Tunisia[a], officially the Republic of Tunisia[b], is a country in the Maghreb region of North Africa, covering 163,610 square kilometres (63,170 square miles). Its northernmost point, Cape Angela, is also the northernmost point on the African continent. Tunisia is bordered by Algeria to the west and southwest, Libya to the southeast, and the Mediterranean Sea to the north and east. Tunisia’s population was 11.5 million in 2017. Tunisia’s name is derived from its capital city, Tunis (Berber native name: Tunest), which is located on its northeast coast.
Geographically, Tunisia contains the eastern end of the Atlas Mountains, and the northern reaches of the Sahara desert. Much of the rest of the country’s land is fertile soil. Its 1,300 kilometres (810 miles) of coastline include the African conjunction of the western and eastern parts of the Mediterranean Basin and, by means of the Sicilian Strait and SardinianChannel, feature the African mainland’s second and third nearest points to Europe after Gibraltar.
Tunisia is a unitary semi-presidential representative democratic republic. It is considered to be the only fully democratic sovereign state in the Arab world. It has a high human development index. It has an association agreement with the European Union; is a member of La Francophonie, the Union for the Mediterranean, the Common Market for Eastern and Southern Africa, the Arab Maghreb Union, the Arab League, the OIC, the Greater Arab Free Trade Area, the Community of Sahel–Saharan States, the African Union, the Non-Aligned Movement, the Group of 77; and has obtained the status of major non-NATO ally of the United States. In addition, Tunisia is also a member state of the United Nations and a state party to the Rome Statute of the International Criminal Court. Close relations with Europe, in particular with France and with Italy, have been forged through economic cooperation, privatisation and industrial modernization.

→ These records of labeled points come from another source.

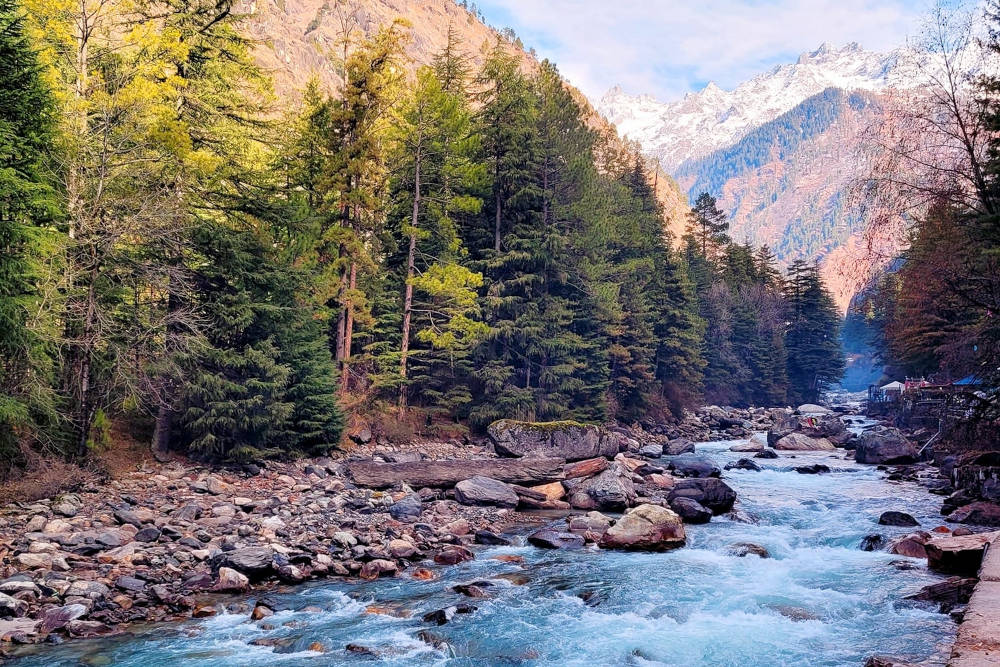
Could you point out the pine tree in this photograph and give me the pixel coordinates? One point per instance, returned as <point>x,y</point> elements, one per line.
<point>812,339</point>
<point>27,201</point>
<point>708,225</point>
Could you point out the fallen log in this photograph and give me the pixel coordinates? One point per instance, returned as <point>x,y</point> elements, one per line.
<point>448,473</point>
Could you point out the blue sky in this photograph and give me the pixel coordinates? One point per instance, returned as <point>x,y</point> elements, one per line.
<point>669,47</point>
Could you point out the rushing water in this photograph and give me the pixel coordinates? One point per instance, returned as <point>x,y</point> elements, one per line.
<point>818,600</point>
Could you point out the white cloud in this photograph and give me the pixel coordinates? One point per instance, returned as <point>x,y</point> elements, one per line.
<point>668,47</point>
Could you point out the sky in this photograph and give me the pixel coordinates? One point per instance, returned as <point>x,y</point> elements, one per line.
<point>666,48</point>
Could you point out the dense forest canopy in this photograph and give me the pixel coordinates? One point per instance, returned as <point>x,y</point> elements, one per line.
<point>440,250</point>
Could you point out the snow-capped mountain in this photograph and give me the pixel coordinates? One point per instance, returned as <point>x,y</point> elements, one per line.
<point>713,118</point>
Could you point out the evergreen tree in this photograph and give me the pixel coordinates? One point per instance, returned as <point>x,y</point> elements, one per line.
<point>812,338</point>
<point>27,202</point>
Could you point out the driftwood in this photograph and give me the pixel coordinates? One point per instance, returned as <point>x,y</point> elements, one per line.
<point>448,473</point>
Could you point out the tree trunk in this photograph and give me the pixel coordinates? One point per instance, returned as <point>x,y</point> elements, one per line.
<point>408,292</point>
<point>349,328</point>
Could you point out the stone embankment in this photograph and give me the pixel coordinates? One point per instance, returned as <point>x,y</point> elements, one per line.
<point>164,541</point>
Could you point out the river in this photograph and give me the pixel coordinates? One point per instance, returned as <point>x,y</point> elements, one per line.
<point>819,599</point>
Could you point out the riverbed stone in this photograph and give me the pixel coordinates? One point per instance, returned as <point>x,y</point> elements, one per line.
<point>711,492</point>
<point>800,442</point>
<point>884,445</point>
<point>894,518</point>
<point>570,440</point>
<point>647,528</point>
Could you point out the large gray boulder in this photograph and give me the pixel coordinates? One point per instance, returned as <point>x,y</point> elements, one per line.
<point>612,489</point>
<point>647,528</point>
<point>710,492</point>
<point>481,490</point>
<point>570,440</point>
<point>884,445</point>
<point>800,442</point>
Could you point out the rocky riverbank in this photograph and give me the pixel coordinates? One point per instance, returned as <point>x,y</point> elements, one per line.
<point>162,542</point>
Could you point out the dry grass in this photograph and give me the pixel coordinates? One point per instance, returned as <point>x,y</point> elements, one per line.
<point>45,476</point>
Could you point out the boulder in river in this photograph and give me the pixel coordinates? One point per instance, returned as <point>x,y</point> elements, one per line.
<point>711,492</point>
<point>800,442</point>
<point>884,445</point>
<point>756,443</point>
<point>894,518</point>
<point>569,440</point>
<point>646,528</point>
<point>744,549</point>
<point>553,539</point>
<point>689,465</point>
<point>481,490</point>
<point>691,510</point>
<point>977,514</point>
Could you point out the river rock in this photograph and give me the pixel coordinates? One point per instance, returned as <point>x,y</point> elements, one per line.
<point>800,442</point>
<point>611,490</point>
<point>689,465</point>
<point>231,581</point>
<point>690,510</point>
<point>894,518</point>
<point>646,527</point>
<point>744,549</point>
<point>552,539</point>
<point>884,445</point>
<point>756,443</point>
<point>407,508</point>
<point>813,469</point>
<point>255,562</point>
<point>977,514</point>
<point>485,491</point>
<point>872,542</point>
<point>742,464</point>
<point>912,545</point>
<point>569,440</point>
<point>453,555</point>
<point>678,446</point>
<point>710,492</point>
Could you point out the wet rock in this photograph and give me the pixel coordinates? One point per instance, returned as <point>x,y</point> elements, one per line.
<point>743,549</point>
<point>678,447</point>
<point>977,514</point>
<point>452,555</point>
<point>408,508</point>
<point>954,590</point>
<point>884,445</point>
<point>894,518</point>
<point>552,539</point>
<point>379,567</point>
<point>800,442</point>
<point>814,469</point>
<point>742,464</point>
<point>712,493</point>
<point>646,527</point>
<point>690,510</point>
<point>491,538</point>
<point>231,581</point>
<point>693,466</point>
<point>485,491</point>
<point>911,545</point>
<point>147,534</point>
<point>872,542</point>
<point>569,440</point>
<point>612,489</point>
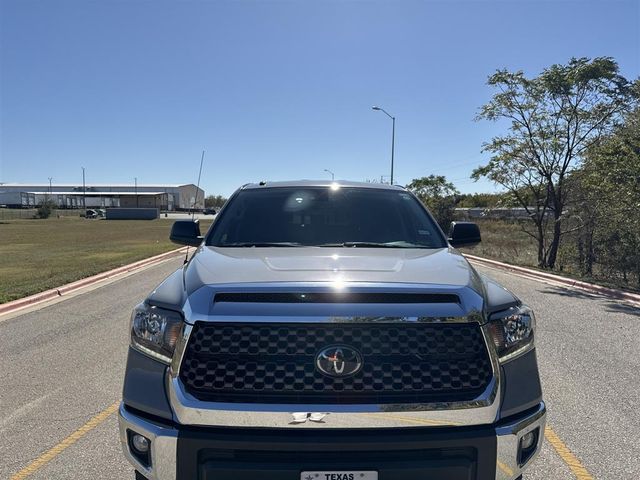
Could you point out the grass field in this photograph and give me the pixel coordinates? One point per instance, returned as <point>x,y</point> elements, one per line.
<point>505,241</point>
<point>36,255</point>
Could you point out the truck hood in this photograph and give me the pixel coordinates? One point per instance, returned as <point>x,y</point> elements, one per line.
<point>214,265</point>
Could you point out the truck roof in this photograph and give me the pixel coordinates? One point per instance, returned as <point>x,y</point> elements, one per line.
<point>321,183</point>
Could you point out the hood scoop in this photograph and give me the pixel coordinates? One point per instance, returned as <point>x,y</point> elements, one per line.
<point>334,297</point>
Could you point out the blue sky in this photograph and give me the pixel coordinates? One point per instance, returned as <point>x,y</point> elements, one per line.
<point>274,90</point>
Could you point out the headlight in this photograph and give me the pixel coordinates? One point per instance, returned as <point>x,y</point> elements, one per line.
<point>512,331</point>
<point>155,331</point>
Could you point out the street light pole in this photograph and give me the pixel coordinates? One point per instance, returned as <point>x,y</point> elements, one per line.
<point>393,135</point>
<point>84,191</point>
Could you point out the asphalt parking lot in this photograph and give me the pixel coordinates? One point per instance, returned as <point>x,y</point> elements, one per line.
<point>62,368</point>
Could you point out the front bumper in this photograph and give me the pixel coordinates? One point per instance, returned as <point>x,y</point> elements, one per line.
<point>491,451</point>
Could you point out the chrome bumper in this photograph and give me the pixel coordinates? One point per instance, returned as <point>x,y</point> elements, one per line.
<point>164,443</point>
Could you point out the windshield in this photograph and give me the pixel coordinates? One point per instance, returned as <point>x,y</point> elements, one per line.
<point>325,217</point>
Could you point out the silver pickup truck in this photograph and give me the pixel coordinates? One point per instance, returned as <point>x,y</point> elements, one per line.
<point>330,331</point>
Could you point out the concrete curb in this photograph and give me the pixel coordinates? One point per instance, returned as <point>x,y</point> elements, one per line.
<point>85,282</point>
<point>569,282</point>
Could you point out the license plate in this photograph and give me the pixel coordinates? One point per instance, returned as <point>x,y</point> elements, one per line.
<point>339,475</point>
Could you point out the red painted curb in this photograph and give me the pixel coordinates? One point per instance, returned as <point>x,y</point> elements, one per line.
<point>84,282</point>
<point>570,282</point>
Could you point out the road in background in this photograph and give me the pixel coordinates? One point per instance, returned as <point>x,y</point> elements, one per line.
<point>64,363</point>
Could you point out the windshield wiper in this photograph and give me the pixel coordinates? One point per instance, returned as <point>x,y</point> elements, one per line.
<point>399,244</point>
<point>261,244</point>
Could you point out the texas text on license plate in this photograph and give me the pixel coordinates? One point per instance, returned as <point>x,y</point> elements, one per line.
<point>339,475</point>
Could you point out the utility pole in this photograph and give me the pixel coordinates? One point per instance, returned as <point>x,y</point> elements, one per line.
<point>393,134</point>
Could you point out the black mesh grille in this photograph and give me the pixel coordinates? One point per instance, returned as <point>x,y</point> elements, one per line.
<point>275,363</point>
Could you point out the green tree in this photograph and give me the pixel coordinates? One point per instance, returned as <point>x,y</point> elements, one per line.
<point>610,187</point>
<point>553,119</point>
<point>438,195</point>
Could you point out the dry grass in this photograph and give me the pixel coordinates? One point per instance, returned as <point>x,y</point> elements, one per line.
<point>505,241</point>
<point>36,255</point>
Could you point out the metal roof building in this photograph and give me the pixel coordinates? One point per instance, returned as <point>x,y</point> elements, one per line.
<point>163,196</point>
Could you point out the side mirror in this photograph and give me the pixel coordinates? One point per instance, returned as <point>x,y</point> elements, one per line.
<point>186,232</point>
<point>464,234</point>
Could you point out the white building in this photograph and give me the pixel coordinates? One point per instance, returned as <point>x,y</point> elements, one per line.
<point>164,197</point>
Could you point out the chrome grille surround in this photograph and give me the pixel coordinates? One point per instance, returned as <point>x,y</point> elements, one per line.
<point>483,409</point>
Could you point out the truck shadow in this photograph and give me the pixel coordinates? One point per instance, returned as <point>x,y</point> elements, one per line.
<point>611,304</point>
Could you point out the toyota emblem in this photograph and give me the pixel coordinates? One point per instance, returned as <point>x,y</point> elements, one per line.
<point>339,361</point>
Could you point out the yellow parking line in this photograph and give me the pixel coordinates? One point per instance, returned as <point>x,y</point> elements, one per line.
<point>566,455</point>
<point>419,421</point>
<point>53,452</point>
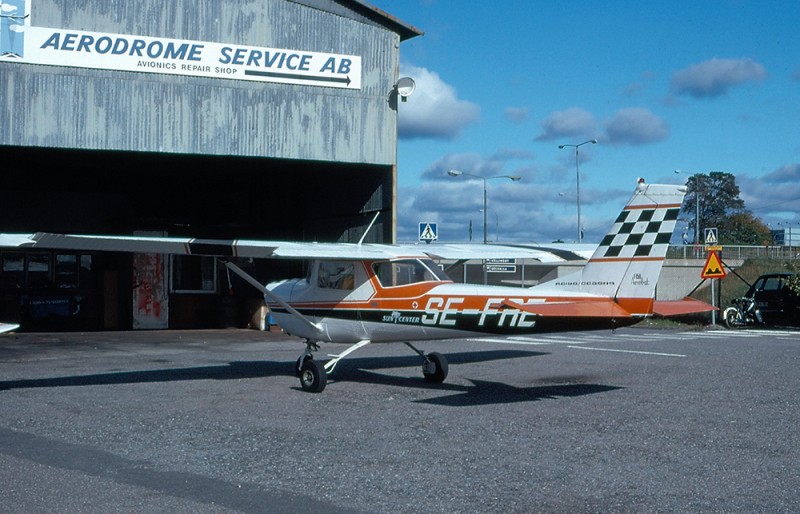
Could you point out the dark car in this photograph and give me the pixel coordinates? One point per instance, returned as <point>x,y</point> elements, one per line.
<point>779,305</point>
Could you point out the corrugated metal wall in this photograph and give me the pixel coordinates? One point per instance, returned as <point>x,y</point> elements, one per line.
<point>112,110</point>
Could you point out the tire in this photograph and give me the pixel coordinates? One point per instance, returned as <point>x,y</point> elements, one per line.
<point>440,372</point>
<point>313,377</point>
<point>732,317</point>
<point>298,367</point>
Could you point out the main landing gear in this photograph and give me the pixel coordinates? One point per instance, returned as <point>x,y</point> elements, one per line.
<point>314,375</point>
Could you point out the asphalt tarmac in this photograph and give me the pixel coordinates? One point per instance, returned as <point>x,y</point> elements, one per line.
<point>639,420</point>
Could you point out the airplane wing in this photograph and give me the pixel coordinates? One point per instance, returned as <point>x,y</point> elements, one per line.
<point>678,307</point>
<point>582,309</point>
<point>207,247</point>
<point>543,253</point>
<point>294,250</point>
<point>8,327</point>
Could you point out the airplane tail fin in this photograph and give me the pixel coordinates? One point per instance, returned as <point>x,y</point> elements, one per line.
<point>627,263</point>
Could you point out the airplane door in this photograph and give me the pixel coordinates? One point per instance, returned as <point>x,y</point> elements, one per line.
<point>150,291</point>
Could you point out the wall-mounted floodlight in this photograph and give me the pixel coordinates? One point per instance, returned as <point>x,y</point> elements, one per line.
<point>405,87</point>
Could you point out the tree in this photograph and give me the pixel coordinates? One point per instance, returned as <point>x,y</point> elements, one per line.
<point>721,207</point>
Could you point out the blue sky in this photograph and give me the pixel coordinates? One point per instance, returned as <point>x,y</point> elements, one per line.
<point>693,86</point>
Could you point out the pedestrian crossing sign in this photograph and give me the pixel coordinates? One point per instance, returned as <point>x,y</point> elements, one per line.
<point>428,232</point>
<point>713,267</point>
<point>711,236</point>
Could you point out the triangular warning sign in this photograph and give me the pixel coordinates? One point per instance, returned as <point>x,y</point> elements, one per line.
<point>713,267</point>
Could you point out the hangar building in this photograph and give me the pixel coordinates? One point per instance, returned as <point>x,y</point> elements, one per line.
<point>260,119</point>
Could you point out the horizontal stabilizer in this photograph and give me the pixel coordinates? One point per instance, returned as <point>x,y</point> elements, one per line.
<point>571,309</point>
<point>678,307</point>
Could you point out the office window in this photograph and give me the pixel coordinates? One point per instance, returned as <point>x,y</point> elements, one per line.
<point>193,274</point>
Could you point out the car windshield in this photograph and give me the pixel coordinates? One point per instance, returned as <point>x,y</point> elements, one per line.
<point>407,271</point>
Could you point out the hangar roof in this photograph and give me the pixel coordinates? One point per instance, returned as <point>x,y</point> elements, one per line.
<point>405,30</point>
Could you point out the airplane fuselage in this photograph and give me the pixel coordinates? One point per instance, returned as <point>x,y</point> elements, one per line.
<point>421,311</point>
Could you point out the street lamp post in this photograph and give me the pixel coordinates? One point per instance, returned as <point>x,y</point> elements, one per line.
<point>456,173</point>
<point>578,182</point>
<point>696,206</point>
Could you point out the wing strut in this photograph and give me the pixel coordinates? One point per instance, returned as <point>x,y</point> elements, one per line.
<point>272,296</point>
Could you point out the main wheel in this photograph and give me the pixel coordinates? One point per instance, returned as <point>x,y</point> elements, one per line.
<point>732,317</point>
<point>298,367</point>
<point>435,368</point>
<point>313,377</point>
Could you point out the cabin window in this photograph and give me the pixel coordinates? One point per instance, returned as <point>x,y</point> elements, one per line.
<point>194,274</point>
<point>336,275</point>
<point>405,272</point>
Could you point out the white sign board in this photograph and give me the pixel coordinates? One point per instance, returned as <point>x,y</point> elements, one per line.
<point>24,43</point>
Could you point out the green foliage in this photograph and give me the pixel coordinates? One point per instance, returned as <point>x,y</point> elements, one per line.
<point>721,207</point>
<point>794,282</point>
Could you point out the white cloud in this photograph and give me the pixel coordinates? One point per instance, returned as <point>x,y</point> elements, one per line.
<point>570,123</point>
<point>635,126</point>
<point>517,114</point>
<point>713,78</point>
<point>434,111</point>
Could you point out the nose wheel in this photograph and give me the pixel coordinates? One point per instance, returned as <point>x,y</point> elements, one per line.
<point>313,377</point>
<point>434,365</point>
<point>434,368</point>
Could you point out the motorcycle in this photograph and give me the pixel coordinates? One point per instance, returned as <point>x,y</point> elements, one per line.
<point>743,313</point>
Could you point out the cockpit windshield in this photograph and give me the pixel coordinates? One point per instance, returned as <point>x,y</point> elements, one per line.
<point>408,271</point>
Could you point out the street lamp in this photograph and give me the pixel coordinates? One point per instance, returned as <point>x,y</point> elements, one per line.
<point>578,181</point>
<point>696,206</point>
<point>456,173</point>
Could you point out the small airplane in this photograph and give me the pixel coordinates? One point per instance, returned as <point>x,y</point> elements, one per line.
<point>372,293</point>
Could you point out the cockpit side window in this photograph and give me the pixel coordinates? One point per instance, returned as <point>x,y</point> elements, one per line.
<point>405,272</point>
<point>336,275</point>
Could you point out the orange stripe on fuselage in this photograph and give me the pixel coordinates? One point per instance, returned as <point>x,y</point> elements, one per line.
<point>651,206</point>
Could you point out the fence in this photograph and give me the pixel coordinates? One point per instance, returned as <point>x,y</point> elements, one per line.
<point>736,252</point>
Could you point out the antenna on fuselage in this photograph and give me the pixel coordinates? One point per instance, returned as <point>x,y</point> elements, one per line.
<point>374,219</point>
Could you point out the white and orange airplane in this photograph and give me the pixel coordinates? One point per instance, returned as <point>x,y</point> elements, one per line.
<point>370,293</point>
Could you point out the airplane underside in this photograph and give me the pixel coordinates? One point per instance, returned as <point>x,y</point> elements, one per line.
<point>395,327</point>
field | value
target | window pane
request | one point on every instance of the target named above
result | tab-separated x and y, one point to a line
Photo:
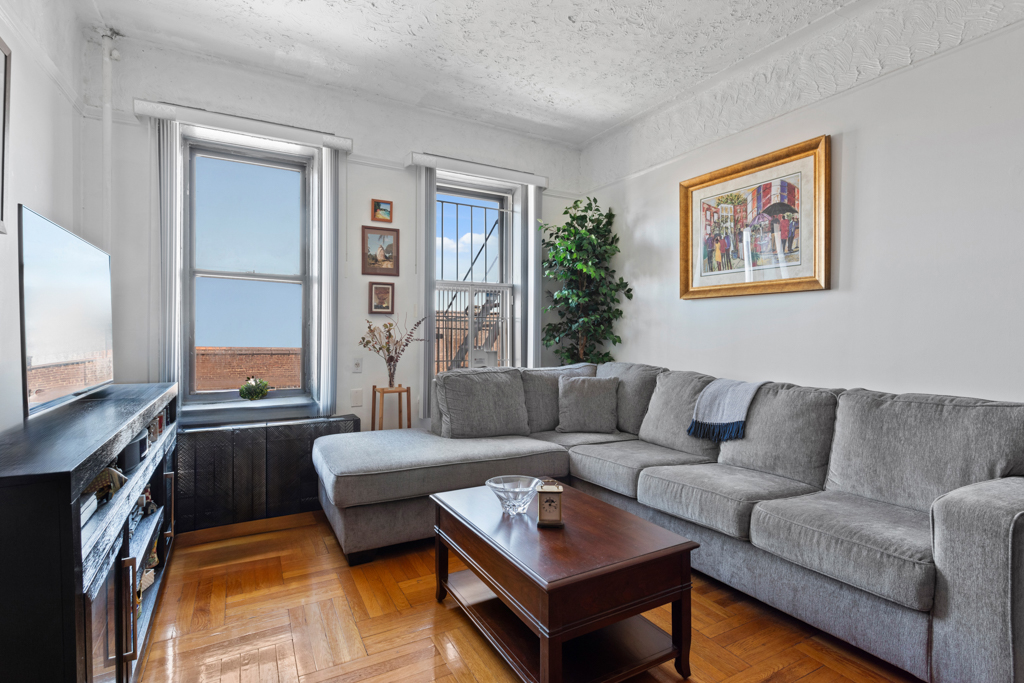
469	243
247	328
248	217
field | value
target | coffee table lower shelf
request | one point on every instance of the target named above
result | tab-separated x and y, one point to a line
606	655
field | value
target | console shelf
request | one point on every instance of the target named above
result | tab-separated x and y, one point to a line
70	614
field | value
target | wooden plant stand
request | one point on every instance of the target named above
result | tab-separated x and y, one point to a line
377	417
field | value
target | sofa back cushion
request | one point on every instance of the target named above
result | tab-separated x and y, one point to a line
788	432
479	402
636	384
672	411
907	450
587	404
541	388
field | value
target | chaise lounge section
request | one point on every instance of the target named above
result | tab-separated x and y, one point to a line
890	521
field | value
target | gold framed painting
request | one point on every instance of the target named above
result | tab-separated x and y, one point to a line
761	226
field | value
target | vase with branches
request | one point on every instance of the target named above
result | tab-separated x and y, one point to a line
578	255
389	341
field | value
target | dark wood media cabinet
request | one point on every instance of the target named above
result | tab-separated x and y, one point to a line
69	610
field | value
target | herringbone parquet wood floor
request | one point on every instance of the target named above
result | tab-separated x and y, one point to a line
274	601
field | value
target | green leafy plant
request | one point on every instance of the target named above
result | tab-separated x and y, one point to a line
578	255
254	388
389	342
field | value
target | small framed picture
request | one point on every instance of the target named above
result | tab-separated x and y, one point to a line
380	251
382	298
381	210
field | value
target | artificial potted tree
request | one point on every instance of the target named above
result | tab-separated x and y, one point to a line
578	255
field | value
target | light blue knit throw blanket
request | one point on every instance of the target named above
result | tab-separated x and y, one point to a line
721	411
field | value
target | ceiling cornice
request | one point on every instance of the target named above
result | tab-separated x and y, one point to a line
863	47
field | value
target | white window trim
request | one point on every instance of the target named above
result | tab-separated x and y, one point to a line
175	127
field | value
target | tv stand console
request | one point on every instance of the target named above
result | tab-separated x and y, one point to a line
72	609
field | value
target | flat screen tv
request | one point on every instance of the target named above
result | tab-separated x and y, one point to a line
67	319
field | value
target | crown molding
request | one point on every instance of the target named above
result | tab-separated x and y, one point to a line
864	46
23	36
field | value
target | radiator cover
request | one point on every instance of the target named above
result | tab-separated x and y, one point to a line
243	472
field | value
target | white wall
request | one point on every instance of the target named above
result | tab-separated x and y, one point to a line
927	236
383	134
43	131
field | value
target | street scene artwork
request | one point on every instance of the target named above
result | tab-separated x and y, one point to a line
754	227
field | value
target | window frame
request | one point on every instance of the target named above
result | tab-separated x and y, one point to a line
246	148
505	197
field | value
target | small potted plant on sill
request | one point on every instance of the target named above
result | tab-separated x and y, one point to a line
389	342
254	389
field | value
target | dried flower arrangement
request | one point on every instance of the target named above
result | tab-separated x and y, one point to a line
389	342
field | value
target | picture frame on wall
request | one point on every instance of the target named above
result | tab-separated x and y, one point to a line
381	211
382	298
4	129
760	226
380	251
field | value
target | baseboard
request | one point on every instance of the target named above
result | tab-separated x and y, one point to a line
187	539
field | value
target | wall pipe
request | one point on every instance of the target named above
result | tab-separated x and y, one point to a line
108	123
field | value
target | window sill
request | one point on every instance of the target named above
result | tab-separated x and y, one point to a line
231	412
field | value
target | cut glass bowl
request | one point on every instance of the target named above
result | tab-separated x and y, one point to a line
514	492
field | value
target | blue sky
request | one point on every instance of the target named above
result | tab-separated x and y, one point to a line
248	219
244	312
461	232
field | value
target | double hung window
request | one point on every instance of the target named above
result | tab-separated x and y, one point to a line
473	294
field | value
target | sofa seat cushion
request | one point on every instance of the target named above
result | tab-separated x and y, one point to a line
392	465
880	548
716	496
617	466
569	439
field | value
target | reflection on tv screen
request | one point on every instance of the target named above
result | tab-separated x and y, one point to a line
68	319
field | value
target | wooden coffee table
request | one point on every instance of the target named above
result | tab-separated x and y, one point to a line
564	604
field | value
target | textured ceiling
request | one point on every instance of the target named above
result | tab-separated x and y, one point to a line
567	70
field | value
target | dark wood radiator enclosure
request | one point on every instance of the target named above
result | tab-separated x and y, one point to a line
69	610
239	473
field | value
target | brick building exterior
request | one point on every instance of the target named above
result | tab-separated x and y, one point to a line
219	368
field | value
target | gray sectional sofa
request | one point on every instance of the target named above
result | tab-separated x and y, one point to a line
891	521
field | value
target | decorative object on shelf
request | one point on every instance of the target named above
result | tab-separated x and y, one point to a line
154	559
514	492
549	504
389	342
760	226
254	388
105	484
4	127
381	210
578	255
380	251
382	298
87	506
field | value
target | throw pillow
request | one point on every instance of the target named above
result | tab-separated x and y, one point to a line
541	387
636	384
476	403
588	404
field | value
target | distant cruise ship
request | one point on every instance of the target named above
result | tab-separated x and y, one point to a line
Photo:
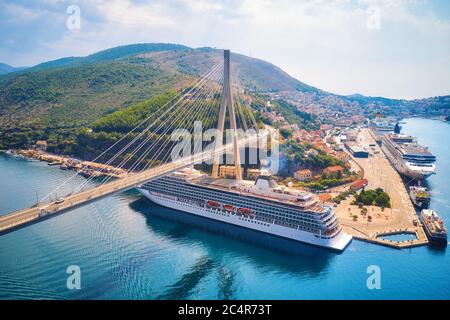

In ancient times, Tunisia was primarily inhabited by Berbers. Phoenician immigration began in the 12th century BC; these immigrants founded Carthage. A major mercantile power and a military rival of the Roman Republic, Carthage was defeated by the Romans in 146 BC. The Romans occupied Tunisia for most of the next 800 years, introduced Christianity and left architectural legacies like the El Djem amphitheater. After several attempts starting in 647, Muslims conquered the whole of Tunisia by 697 and introduced Islam. After a series of campaigns beginning in 1534 to conquer and colonize the region, the Ottoman Empire established control in 1574 and held sway for over 300 years afterwards. French colonization of Tunisia occurred in 1881. Tunisia gained independence with Habib Bourguiba and declared the Tunisian Republic in 1957. In 2011, the Tunisian Revolution resulted in the overthrow of President Zine El Abidine Ben Ali, followed by parliamentary elections. The country voted for parliament again on 26 October 2014, and for President on 23 November 2014. As a result, Tunisia is the only country in North Africa classified as “Free” by the Freedom House organization and is also considered by The Economist Magazine’s Democracy Index as the only democracy in the Arab World.